The Capitalist System

IN his efforts to live a full and happy life, man has adopted two well-known economic systems, with separate and distinct polarities. They are the capitalist system and the socialist system. There are a number of other systems which, pure and simple, are admixtures or aberrations of these two systems.

In the last chapter, we have outlined the economic forces which are constantly at work in any society. Under the capitalist system these forces are given full rein; save that occasionally some sort of half-hearted, indirect and partial control and direction of the forces may be instituted by Government. Under the socialist system, however, the approach to the working of these forces is entirely different: it is usually direct, all-embracing, and quite effective in ensuring social justice to all. In the next chapter we shall deal with the socialist approach to economic forces. But in the meantime, we propose, for purposes of emphasis, complete fairness, and further clarification, to examine the significant postulates and achievements as well as the vices and evils of the capitalist system. This procedure is considered necessary in order that the claims of the socialist system may be properly understood and appraised.

The essential characteristic of the capitalist system is economic freedom, or freedom of industry and enterprise; and it has four postulates which we will call the postulates of capitalism. They are the postulates of: (l) private property, (2) choice, (3) equality, and (4) egoistic altruism.

Private Property: The right of the individual to own and control as much economic goods as he can appropriate to himself from the operations of supply and demand is recognised and protected by law.
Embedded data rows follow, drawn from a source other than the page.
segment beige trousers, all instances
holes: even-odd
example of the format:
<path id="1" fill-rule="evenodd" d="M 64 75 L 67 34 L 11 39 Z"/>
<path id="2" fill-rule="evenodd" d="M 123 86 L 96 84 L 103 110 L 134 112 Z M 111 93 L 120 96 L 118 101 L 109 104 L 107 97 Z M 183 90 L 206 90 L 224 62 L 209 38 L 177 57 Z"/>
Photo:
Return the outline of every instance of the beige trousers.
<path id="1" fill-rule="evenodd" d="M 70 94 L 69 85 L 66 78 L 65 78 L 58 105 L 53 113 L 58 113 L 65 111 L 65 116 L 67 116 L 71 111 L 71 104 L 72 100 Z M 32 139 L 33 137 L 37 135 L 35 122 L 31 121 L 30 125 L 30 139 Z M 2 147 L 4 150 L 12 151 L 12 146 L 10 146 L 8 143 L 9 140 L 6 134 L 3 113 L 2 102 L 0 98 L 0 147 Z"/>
These goods may consist of personal possessions, tangible and intangible, corporeal and incorporeal, and of physical means of production which in turn consist of land and capital.

Choice: It is assumed that each individual has complete freedom of choice; he may use his energy and property as he thinks fit subject only to such restraint as may be imposed upon him by law.

Equality: Here, it is posited that everyone may work, live, and freely contract on a basis of equality with others and with the same opportunity as his fellows.